If any proof is needed that Windham Junction Country Store and Kitchen is a local gathering spot, just look at the wall at the entrance to the dining area.

There, written in various shades of Sharpie, are the names, ages and heights of local children charted as they grow through the years. But a sticker admonishes that only “Miss K” can mark the chart.

Miss K is Kay Normington who, along with her husband, Jon, a Johnson and Wales graduate with years of food-service experience, own the café and country store. The establishment is near the former Windham Railroad Junction, which in the late 1800s was one of the busiest single-track lines in the country.

That railroad line is now the site of the Windham Rail Trail, and, before or after burning up carbs, visitors can fuel and refuel at Windham Junction’s café in an elegant Victorian house and barn built in 1886 by saw and cider mill owner, George Seavey.

Customers order their homemade food at the front counter, where first-time patrons are greeted with a loud ring of a cowbell by the person taking orders. In addition to daily specials like beef ribeye wraps with barbecue aioli or California BLTs with avocado and Havarti on toasted wheatberry bread, the Junction has a long list of handmade sandwiches.

They’ve also invented what they call “sippin’ soups” – blended homemade soups served in a covered drink cup for those on the move who don’t have the chance to sit in front of a bowl with a spoon.

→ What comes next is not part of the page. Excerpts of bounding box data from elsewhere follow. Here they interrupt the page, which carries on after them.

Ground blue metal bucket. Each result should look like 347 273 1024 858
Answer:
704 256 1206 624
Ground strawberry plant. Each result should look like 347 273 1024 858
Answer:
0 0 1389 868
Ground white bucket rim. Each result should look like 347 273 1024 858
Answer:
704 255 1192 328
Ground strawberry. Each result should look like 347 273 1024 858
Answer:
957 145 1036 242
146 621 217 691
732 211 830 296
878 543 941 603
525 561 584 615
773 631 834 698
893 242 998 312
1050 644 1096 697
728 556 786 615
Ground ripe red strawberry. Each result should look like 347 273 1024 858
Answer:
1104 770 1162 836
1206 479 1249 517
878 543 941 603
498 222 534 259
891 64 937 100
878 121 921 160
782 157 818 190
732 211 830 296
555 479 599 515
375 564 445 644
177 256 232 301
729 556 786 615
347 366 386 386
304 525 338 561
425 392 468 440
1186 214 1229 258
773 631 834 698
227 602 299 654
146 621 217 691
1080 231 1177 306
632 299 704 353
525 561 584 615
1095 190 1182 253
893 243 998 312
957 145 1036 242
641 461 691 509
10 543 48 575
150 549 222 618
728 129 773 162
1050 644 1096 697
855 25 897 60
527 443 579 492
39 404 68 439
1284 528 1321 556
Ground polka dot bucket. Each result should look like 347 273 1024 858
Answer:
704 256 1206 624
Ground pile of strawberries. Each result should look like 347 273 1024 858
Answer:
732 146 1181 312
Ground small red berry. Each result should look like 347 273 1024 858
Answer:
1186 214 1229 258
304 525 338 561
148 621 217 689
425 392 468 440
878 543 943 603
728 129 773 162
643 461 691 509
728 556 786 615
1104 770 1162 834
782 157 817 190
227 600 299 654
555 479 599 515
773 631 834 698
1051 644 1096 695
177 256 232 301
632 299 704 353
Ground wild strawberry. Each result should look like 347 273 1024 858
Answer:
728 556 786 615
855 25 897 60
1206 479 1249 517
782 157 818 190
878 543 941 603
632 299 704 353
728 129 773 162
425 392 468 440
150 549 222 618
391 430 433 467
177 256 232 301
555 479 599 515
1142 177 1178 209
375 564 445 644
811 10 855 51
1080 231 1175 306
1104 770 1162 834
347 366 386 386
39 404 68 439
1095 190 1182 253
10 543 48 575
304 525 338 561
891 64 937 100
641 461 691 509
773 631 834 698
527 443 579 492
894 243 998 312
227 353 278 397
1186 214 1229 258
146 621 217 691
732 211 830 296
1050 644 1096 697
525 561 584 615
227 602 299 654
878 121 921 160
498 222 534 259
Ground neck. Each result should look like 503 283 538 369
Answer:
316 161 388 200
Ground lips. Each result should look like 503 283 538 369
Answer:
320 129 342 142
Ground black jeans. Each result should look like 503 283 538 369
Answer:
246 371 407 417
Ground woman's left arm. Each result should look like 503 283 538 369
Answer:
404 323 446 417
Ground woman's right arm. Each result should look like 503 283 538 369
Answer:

Every day is a different sip, including spinach parmesan silk, sweet potato cheddar velvet and tarragon, lobster scampi. There are also regular soups of the day like beef vegetable lentil and Thai chicken and coconut vegetable with noodles.

Once you order food, the fun really begins as you sit in the dining area furnished with an eclectic selection of vintage tables and chairs. There, neighbors meet up, visitors are greeted with friendly “hellos” by local residents, children and their moms play “I spy with my little eye,” while your food is being prepared.

While waiting for the eats to be delivered to your vintage chrome and Formica dinette, you can shop by just looking around at the walls and shelves in sun-drenched rooms where everything from antique toys, to old coffee mills to work from local artists, crafters and writers is for sale.

In the back is the country store with items like hand-knitted hats and mittens, books, old-fashioned toys and candy. The owners invite people to “ramble” through rooms where the old is mixed with the new.

It doesn’t get more welcoming than that.